The Inspectorate of the Department of Education carries out different types of inspections in schools and centres for education.
Early-years education inspections are carried out in early-years services participating in the Early Childhood Care and Education (ECCE) Programme – a programme which provides a period of free early childhood care and education for children before they start school.
During these inspections, we evaluate the quality of the nature, range and appropriateness of the early educational experiences for children participating in the ECCE Programme. The main activity of an Early Years Education inspection is the observation, by the inspector, of the processes and practices relating to children’s learning in one or more learning rooms or areas in the early-years setting.
The Guide to Early Years Education Inspections outlines how we conduct inspections in early years settings.
The Guides to Inspections in Primary and Post-primary schools set out how we conduct inspections in schools. Information on the different types inspections in schools is shown below. A teacher or a board of management affected by an inspection may seek a review of the inspection using the procedures outlined in Procedure for Review of Inspection of Schools and Teachers under Section 13(9) of the Education Act, 1998.
You will find all school inspection reports on the Inspection Reports list page.
You can also use our Find a School directory to see information about an individual school, including inspection reports published for that school.
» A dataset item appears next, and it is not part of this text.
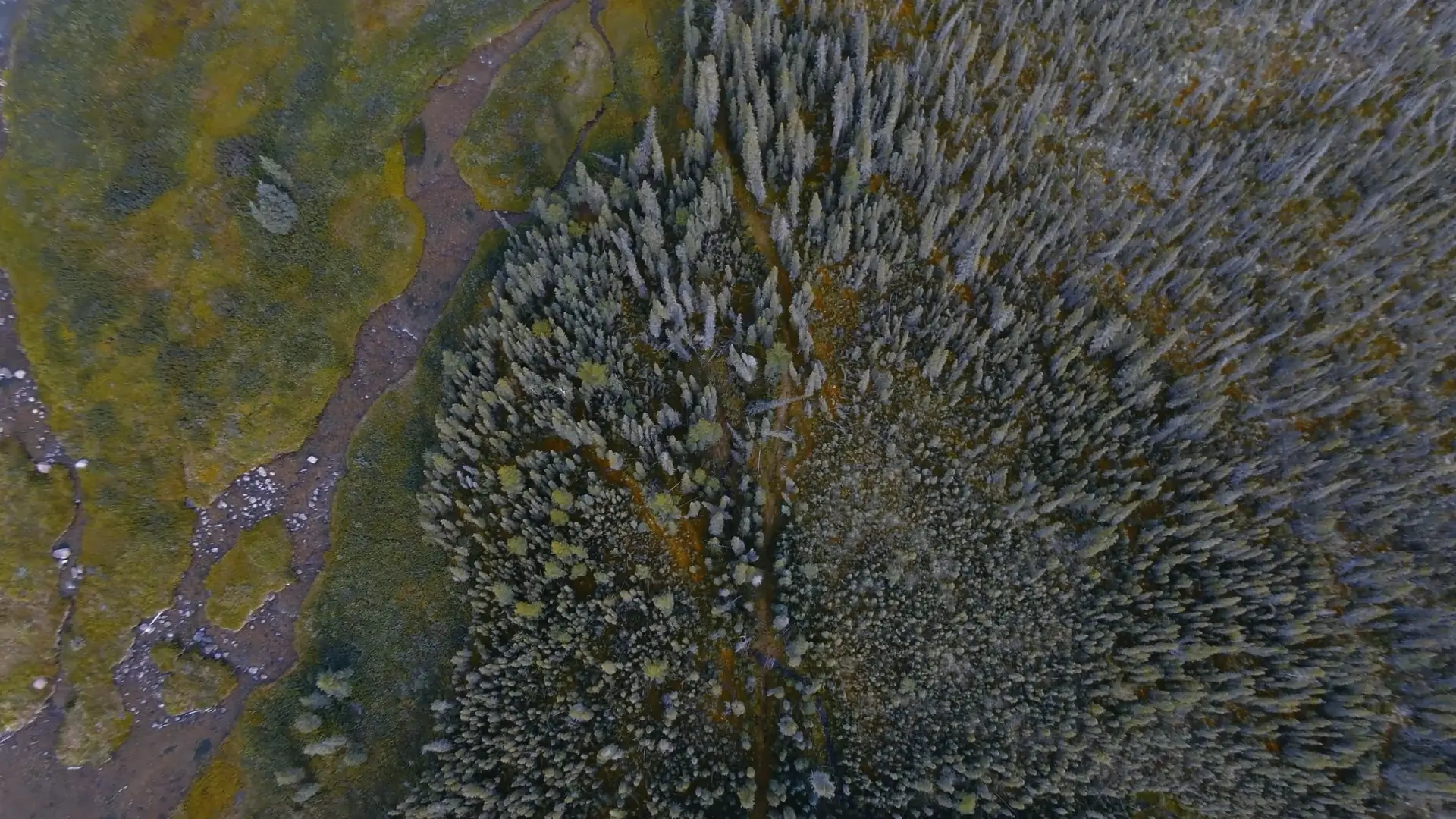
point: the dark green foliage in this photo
(1084, 439)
Whole school evaluations are carried out in primary and post-primary schools. During these inspections, we evaluate the quality of the school management and leadership, the quality of teaching, learning and assessment, and the school's own planning and self-review. The way in which we inspect the school during WSE varies somewhat. For example, we use slightly different processes in primary and post-primary schools; sometimes the inspection has a subject or curriculum focus and at other times, we concentrate on a range of different lessons across a wide range of subjects. We provide oral feedback to the school community at the end of these inspections and we provide a printed report which is published on our website.
Curriculum evaluations are conducted in primary schools. They are a focused evaluation of a particular subject of the primary school curriculum, such as mathematics, history or social personal and health education. During a curriculum evaluation we evaluate three main aspects of the school's provision for that subject: the quality of the pupils' learning in the subject, how the school supports pupils' learning in that subject and how the schools plans for that subject.
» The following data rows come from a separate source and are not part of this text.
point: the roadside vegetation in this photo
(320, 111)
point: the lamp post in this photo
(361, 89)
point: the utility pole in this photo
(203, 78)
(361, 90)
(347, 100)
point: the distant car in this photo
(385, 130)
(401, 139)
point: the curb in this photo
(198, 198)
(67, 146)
Curriculum evaluations generally take between one and two days and during the evaluation the inspector visits classrooms, interacts with pupils, examines aspects of their work, meets with some teachers and reviews a limited number of relevant school documents. We provide oral feedback at the end of these evaluations and the school receives a written report.
Subject inspections evaluate the teaching and learning of an individual subject in post-primary schools. We inspect how well the school plans for the teaching of the subject and the quality of teaching and learning in the subject department. We provide oral feedback to the school community at the end of these inspections and we provide a printed report which is published on our website.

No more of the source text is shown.